Prep 20 mins
Cook 40 mins
My favorite! I never make any other mac and cheese recipe. Now, I know a lot of people love Velveeta for their mac and cheese, which is fine, no offense Velveeta fans. But for me, I wanted something "a bit more upscale" with "a bit more flavor." This was my solution and I get requests for the recipe all the time. I do change it up now and then. I replace the gruyere with smoky gouda which is great along with some smoked cooked diced bacon. I have also added a little bleu cheese which was good. But, the overall recipe and amounts never change. Baked with a crunchy cracker crumb topping makes this perfect. Now you can cut this in half, but I always make a huge pan and then freeze some for me during the week or for another quick meal. It never lasts very long.
- 1 lb cavatappi pasta (you can also use a small ridged elbow macaroni or a mini penne)
- 3 tablespoons butter
- 3 tablespoons flour
- 2 cups heavy cream
- 3 cups half-and-half (you could also use milk)
- 6 ounces Fontina cheese, grated (about 1 1/2 cups)
- 6 ounces sharp cheddar cheese, grated (about 1 1/2 cups)
- 4 ounces gruyere, grated (about 1 cup)
- 4 ounces parmesan cheese, grated (about 1 cup, 1/2 for the sauce, 1/2 cup for the topping)
- 1 large shallot, grated
- 1 teaspoon Dijon mustard
- 1⁄4 teaspoon Worcestershire sauce
- 1⁄4 teaspoon cayenne pepper (you can use a bit more if you like)
- 2⁄3 cup Ritz cracker (fine chopped)
- 1 tablespoon butter
- 1⁄2 teaspoon paprika
- 1⁄2 cup parmesan cheese, from above
- Cheese Sauce -- Also known as a bechemel sauce - a standard white sauce. It in medium size pot, add the butter and melt on medium heat. Stir in the flour and whisk in and cook just to combine and get rid of the flour taste. Just a minutes is all you need. Slowly whisk in the milk or half and half and the heavy cream. Continue to cook on medium until the sauce thickens. Add in the grated shallot, mustard, worcestershire, cayenne (to taste), and pepper. Hold off on the salt until you add all the cheeses. Mix well and then add in the cheese and just simmer on low, until everything is melted and creamy. Check for seasoning one last time.

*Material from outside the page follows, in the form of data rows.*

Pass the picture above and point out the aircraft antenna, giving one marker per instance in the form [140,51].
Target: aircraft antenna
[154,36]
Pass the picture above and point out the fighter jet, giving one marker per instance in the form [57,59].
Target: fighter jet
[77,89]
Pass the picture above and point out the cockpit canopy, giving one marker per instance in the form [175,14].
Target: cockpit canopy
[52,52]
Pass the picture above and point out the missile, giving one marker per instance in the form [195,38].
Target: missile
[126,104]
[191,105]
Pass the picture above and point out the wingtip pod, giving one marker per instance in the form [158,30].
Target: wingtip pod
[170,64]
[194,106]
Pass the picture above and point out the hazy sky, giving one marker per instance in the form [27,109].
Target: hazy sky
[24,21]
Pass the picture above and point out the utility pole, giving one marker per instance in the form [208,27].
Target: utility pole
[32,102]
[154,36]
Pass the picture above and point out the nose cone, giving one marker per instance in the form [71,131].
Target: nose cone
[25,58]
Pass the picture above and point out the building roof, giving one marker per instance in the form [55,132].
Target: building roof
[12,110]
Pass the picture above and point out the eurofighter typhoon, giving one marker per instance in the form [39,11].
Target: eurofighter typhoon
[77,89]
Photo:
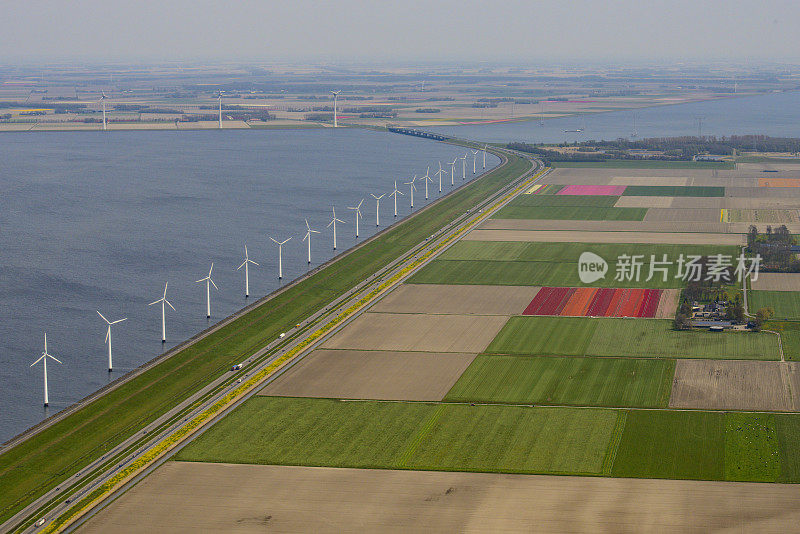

- Pasta -- As the cheese sauce is melting, cook your pasta according to directions. I don't let it get too soft, just a couple minutes shy because it will continue to cook in the oven.
- Topping -- In a small baggie (ziplock bag), add your crackers, 1/2 cup parmesan and paprika and just "crunch up." You can use your hand, mallet, rolling pin, anything you have. Then I actually just add the butter right in the baggie (ziplock bag) and toss in the microwave for 10 seconds or less. The butter melts, no mess and just toss out the bag. You can also do this in a measuring cup or small bowl. Whichever works easiest for you.
- Casserole -- Well your pasta should be done, so drain and return to the pot but off the heat. Add your creamy cheese sauce to the pasta and toss well.
- Make sure to grease your casserole dish well, I like to use butter, but a non stick spray works just as well. Pour in the pasta and top with the bread crumbs.
- Bake -- 350 degree oven for about 30 minutes uncovered until bubbly. Depending on your oven and pan it can take up to 40-45 minutes. I use a 13x9 pan, but just keep an eye on it. When the topping is golden brown and bubbly, it is done. Remember, everything is already cooked. ENJOY!
- Serve with anything or nothing. I can make a dinner just out of mac and cheese and a small salad. Nothing better to me.